A l’issue de l’évaluation des activités menées par ONU Femmes en 2025, Marie Pierre Raky Chaupin, représentante résidente d’ONU Femmes au Cameroun, se réjouit de la collaboration des pouvoirs publics et des autres parties prenantes et fixe le cap pour l’exercice 2026, malgré la rareté des ressources financières.
Madame la Représentante résidente, quelles ont été les actions concrètes d’ONU Femmes au Cameroun en 2025 ?
Merci à vous d’abord pour votre présence et l’intérêt que vous portez aux activités d’ONU Femmes au Cameroun. ONU Femmes, nous le savons tous, est l’entité du Système des Nations Unies en charge de l’égalité homme-femme mais aussi de l’autonomisation des femmes et des filles. Au Cameroun, nous sommes présents depuis 2011. Nous travaillons dans quatre domaines prioritaires thématiques, notamment : l’accompagnement de l’accès des femmes aux instances décisionnelles, la prévention des violences faites aux femmes et l’accès des survivantes aux services, l’autonomisation économique des femmes et des filles, y compris en milieu rural et l’accès des femmes à la réponse humanitaire et leur protection en temps de conflit. Alors, dans ces quatre domaines, nous avons pu travailler en partenariat avec les institutions du gouvernement que je remercie ici au passage pour leur présence. Nous remercions le MINEPAT qui est là avec nous pour faire ce bilan, mais également le ministère de la Promotion de la Femme et de la Famille, qui est l’un de nos partenaires stratégiques au Cameroun avec qui nous partageons l’ODD 5, mais également l’ensemble des ministères. Parce que dans tous ces domaines thématiques dont j’ai parlé, nous avons travaillé avec les institutions du gouvernement.

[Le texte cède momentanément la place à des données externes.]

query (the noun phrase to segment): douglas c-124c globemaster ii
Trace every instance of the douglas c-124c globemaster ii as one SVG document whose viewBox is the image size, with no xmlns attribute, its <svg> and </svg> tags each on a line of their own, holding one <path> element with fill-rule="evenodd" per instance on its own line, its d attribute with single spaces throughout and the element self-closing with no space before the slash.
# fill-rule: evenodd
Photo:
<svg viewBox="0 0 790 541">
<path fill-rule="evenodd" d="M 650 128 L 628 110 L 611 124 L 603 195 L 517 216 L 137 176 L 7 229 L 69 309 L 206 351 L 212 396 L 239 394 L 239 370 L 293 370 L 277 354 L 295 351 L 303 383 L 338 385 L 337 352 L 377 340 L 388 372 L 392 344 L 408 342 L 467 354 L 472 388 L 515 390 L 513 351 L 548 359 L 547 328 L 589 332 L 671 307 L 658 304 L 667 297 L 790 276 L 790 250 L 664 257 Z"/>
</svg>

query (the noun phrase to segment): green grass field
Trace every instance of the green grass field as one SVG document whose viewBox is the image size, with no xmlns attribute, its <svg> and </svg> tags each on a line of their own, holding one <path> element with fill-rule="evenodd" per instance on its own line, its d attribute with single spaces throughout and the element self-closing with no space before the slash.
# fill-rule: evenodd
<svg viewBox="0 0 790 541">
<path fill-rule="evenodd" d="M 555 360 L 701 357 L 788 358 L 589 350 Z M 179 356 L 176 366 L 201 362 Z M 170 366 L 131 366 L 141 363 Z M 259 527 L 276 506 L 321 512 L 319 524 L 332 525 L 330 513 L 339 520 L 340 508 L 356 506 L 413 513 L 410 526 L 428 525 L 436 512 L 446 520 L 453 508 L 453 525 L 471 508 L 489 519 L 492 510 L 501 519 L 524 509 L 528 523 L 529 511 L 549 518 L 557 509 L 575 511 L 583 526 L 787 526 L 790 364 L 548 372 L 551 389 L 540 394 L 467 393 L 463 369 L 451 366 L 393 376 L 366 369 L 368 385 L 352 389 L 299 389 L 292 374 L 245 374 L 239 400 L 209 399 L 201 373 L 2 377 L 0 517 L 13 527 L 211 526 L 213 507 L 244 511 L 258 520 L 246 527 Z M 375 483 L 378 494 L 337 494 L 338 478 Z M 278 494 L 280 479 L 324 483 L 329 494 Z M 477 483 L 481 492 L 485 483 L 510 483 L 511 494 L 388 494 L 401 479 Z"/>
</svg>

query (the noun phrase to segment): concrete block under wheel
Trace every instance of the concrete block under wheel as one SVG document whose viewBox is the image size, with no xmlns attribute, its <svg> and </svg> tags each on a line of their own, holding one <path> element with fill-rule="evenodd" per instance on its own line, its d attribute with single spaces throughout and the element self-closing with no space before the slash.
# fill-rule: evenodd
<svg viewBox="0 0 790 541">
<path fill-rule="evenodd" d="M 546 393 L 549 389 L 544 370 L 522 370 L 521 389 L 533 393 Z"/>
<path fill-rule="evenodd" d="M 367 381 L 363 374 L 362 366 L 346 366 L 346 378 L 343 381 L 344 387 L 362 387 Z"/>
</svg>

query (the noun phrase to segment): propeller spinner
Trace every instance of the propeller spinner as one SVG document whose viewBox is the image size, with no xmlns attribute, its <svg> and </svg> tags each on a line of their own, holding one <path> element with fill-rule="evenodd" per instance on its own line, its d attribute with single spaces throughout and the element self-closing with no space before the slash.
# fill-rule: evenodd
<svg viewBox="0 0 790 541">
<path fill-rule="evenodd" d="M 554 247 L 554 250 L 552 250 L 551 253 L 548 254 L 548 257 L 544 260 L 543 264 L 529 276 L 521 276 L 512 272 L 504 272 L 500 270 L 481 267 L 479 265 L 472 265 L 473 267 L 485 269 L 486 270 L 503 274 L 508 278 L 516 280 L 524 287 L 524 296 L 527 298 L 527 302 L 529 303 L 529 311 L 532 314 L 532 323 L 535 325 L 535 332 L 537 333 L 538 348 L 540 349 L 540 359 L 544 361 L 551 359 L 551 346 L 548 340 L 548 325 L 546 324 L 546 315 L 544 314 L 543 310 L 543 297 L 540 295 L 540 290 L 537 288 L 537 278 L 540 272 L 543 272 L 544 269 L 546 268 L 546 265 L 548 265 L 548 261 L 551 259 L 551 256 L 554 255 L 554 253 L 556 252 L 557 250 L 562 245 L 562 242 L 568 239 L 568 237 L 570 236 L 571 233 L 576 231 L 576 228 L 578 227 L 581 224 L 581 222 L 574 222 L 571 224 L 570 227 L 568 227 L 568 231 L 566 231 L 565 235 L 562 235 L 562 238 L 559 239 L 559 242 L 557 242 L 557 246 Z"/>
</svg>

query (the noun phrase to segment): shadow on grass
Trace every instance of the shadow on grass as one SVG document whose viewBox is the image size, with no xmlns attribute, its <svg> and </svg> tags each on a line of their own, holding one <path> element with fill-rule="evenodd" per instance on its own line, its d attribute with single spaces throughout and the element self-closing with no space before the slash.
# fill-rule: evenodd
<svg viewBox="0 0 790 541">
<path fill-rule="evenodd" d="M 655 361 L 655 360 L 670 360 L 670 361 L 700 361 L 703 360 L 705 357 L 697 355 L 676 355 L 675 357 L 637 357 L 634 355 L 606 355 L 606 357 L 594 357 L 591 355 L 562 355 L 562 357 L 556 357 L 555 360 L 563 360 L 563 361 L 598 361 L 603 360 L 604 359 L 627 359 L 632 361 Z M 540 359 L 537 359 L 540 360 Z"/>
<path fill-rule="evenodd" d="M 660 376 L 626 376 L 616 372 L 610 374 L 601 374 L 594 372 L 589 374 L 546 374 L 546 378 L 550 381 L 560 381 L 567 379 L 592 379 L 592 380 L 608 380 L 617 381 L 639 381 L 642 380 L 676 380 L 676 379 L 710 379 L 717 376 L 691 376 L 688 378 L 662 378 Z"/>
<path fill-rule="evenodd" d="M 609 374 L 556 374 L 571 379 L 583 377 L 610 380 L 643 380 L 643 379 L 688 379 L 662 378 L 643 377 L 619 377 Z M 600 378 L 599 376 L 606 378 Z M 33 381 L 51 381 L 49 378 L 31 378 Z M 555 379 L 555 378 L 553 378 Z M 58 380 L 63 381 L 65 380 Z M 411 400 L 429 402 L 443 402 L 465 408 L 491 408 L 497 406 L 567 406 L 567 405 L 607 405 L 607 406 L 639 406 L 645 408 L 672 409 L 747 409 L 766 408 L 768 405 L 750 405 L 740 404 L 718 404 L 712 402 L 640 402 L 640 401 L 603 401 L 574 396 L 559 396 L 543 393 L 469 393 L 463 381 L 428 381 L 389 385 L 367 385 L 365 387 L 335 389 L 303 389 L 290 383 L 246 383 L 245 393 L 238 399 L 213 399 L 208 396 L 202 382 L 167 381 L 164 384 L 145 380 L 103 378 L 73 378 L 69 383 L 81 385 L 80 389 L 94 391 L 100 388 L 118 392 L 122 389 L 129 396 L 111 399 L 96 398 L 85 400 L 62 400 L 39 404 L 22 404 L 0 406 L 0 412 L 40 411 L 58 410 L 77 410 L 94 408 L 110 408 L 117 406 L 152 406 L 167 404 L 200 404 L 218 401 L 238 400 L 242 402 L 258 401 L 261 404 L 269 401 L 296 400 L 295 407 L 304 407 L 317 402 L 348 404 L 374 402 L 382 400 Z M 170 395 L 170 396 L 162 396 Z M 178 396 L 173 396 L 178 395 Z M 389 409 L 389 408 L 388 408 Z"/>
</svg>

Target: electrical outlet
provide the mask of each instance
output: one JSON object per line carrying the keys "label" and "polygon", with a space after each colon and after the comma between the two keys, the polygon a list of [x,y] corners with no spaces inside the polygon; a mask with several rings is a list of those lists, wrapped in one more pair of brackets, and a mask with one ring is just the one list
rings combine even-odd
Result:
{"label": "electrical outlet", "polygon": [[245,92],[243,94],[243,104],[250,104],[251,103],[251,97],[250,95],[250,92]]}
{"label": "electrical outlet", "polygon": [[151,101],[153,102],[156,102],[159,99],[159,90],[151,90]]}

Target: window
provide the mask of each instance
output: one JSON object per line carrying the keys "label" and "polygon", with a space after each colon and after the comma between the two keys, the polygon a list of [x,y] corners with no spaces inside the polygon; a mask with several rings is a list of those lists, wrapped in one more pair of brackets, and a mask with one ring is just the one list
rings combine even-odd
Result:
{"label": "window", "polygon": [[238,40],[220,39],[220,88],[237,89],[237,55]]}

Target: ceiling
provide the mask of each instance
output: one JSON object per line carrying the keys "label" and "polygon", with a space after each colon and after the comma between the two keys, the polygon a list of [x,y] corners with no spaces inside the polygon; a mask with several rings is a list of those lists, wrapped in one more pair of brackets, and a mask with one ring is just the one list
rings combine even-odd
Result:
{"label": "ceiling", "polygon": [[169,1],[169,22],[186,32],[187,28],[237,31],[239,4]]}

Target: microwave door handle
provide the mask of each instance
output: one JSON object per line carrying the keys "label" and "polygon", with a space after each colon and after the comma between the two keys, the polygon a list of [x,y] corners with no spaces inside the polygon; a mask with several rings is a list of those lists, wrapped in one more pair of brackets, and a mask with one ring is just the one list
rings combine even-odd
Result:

Concrètement, à quoi faites-vous allusion en termes d’activités menées ?
Quand je prends la promotion de l’accès des femmes aux instances décisionnelles, nous avons travaillé avec ELECAM, avec le MINDEVEL dans le cadre du développement local, avec l’Association des femmes maires et avec le MINPOSTEL. Dans le domaine de l’autonomisation économique des femmes, nous avons beaucoup travaillé avec le MINADER sur le terrain, le MINEPAT et le MINTP dans le cadre des projets routiers. Vous voyez, je cite beaucoup de ministères. Dans le domaine de la prévention des violences faites aux femmes, nous travaillons beaucoup avec le MINPROFF. Nous travaillons également avec les réseaux de femmes, notamment la CAFEJ qui est ici présente, l’Association de lutte contre les violences faites aux femmes. Donc, beaucoup de partenariats sur le terrain qui incluent la société civile, les institutions de recherche comme les universités de Yaoundé I et de Yaoundé II. Nous travaillons aussi beaucoup avec toutes les institutions gouvernementales, puisque les questions de genre sont transversales.
Quelle est la symbolique derrière l’atelier de Douala ?
Il est question de nous asseoir, de faire le bilan, mais d’écouter aussi nos partenaires, parce que rien n’est parfait. Il faut donner de l’espace au dialogue mais aussi nous assurer que nous avons bien écouté le feedback venant de nos partenaires pour voir qu’est-ce que nous avons fait de bien, qu’est-ce que nous avons fait de moins bien, et comment nous tirons les leçons de tout ce que nous avons appris sur le terrain pour bien faire en 2026 et mieux planifier notre prochain plan stratégique.
Quelles sont les priorités 2026 ?
Pour 2026, nous restons dans la même lancée puisque nous jugeons que le contexte global est le même que 2025. Les priorités n’ont pas beaucoup changé, malgré les nouvelles données au niveau international. Nous faisons face à quelques contraintes liées à la rareté des ressources évidemment, notamment les ressources financières. Parmi les contraintes et les défis, nous avons aussi la montée des violences faites aux femmes et aux filles, qui pose pour nous énormément de défis parce que nous sommes aussi des acteurs pour répondre à cette montée. Et donc ici, l’idée c’est de tirer toutes ces leçons et de voir comment faire plus avec moins. Comment pouvons-nous adresser tous ces défis en tenant compte du potentiel de tous nos partenaires : du gouvernement, des ONG, des réseaux de femmes, des institutions de recherche ? Comment tirer profit de leur présence, de leur expertise pour faire plus de résultats avec moins de ressources ? C’est ça l’objectif de cet exercice.